Dr. Bill Cresko
University of Oregon
Sensei of the Unix Ninja
Topic: Genomic analysis of non-model organisms, RAD-tags and STACKS
Greetings!
So today we launch into how to analyze critters that do not contain a reference genome or have relatively few annotations associated with their genome, the proverbial black box we bang our heads against.
What is a non-model versus model organism anyway?
Model organisms have 'an entire community trying to dissect one species usually in an effort to understand humans better.' The mouse is a model organism, E. coli K12 is a model organism.
Non-model organisms are studied by relatively few, don't contain good references usually and have no correlation to research going on in humans; meaning they don't necessarily further our knowledge of processes in humans.
However, despite not having the breadth of knowledge that model organisms have--the literal arsenal of annotations--we still have the same questions about non-model organisms as we do with model organisms!
- How do major differences among lineages evolve
- What is the relatedness between organisms?
- What is adaptation like in these organisms?
There are fundamental processes in evolution:
- Origin of genetic variation: via mutation and migration
- Sorting of that variation: variation can be affected by genetic drift and natural selection for instance. For those drawing a blank on 'genetic drift'...it is the change in allele frequency over generations...for those of you drawing a blank on 'allele'...an allele is essentially a gene or better yet a specific 'version' of the gene. So one gene can have more than one 'flavor'. An allele is a particular flavor of that gene as determined by it's sequence data. For those of you drawing a blank on gene...click over to the nyan cat you tube video--be entertained and don't come back to this blog until you know what a gene is.
- Simultaneous genotyping of neutral and adaptive loci (for population genomics): neutral loci provide a genome wide background that gives you estimates of effective population size and can be used for phylogeography. Adaptive loci are outliers from the neutral background and can lend insight into selective sweeps or local adaptation.
So the naive solution when approaching a project with a non-model organisms is to just 'sequence everything'. Why? Because sequencing is still quite expensive and for many studies is pretty much a waste.

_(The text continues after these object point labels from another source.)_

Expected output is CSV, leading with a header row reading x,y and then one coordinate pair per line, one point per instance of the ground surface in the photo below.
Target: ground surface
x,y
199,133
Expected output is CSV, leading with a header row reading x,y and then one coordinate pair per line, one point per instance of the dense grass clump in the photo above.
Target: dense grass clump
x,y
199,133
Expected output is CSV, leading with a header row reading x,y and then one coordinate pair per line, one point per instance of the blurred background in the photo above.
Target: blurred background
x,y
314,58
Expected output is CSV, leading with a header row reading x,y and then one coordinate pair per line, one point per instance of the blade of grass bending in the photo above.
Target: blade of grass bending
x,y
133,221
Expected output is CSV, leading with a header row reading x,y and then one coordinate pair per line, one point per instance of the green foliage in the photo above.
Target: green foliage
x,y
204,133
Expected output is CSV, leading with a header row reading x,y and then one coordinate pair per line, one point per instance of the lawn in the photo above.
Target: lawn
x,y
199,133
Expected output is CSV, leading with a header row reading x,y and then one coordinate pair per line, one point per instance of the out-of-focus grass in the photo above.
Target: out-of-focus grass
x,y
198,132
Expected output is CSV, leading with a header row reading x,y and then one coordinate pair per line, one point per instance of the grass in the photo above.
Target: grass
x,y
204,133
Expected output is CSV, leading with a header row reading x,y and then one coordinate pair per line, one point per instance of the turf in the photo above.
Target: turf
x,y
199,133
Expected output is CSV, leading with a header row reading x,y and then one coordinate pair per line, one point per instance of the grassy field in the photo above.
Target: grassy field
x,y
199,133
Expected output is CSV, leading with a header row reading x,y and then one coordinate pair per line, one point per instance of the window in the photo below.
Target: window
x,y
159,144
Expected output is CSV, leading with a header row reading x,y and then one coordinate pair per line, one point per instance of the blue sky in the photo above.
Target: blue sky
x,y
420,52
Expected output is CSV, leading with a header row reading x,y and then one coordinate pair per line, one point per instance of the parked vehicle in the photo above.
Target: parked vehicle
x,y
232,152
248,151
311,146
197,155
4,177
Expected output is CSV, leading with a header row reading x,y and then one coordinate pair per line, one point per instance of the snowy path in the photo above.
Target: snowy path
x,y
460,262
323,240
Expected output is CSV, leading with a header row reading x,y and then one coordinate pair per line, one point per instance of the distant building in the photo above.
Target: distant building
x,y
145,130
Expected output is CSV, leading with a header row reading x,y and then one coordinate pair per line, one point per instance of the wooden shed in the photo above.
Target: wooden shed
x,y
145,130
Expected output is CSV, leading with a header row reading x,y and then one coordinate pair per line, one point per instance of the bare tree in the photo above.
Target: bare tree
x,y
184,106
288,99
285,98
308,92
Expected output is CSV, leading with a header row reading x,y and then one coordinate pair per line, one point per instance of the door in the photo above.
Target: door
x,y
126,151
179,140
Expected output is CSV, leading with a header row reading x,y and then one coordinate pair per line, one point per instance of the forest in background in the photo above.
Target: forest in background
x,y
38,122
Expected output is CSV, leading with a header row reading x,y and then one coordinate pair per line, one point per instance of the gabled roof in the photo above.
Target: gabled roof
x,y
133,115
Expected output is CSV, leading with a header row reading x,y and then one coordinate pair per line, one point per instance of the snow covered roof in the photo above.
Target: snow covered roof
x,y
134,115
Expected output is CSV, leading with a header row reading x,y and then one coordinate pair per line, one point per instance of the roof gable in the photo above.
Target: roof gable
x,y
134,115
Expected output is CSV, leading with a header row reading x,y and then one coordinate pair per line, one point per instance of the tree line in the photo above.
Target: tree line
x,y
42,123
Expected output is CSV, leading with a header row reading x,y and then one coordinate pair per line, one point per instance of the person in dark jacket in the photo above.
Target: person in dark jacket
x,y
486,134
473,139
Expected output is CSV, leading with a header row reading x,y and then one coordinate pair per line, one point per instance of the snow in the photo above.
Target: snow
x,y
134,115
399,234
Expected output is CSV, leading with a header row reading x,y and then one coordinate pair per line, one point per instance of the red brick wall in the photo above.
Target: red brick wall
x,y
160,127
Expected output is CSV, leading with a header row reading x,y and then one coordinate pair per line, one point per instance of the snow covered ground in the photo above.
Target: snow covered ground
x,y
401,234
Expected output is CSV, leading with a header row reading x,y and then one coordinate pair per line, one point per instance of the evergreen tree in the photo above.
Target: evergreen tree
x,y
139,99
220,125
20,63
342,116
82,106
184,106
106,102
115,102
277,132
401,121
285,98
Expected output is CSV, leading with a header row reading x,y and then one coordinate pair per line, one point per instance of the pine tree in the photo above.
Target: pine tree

Genomes are generally organized as linkage blocks so essentially as long as you have well spaced markers that will work just as well for genotype for a fraction of the cost. Having genetic maps are very useful in genome studies and often times a great first step to guide you in whether full genome sequencing really needs to be done to answer the scientific question you have.
So the Cresko lab is heavily involved in an alternative approach that exploits these linkage blocks in the genome. It bypasses the need for a full genome and still provides tons of data about the genome in addition to building a genetic map and doing genotyping that can guide further studies/hypotheses.
The technique is called RAD-tags, the program/pipeline is called STACKS and the 'grand architect' our resident Unix Ninja--Julian Catchen.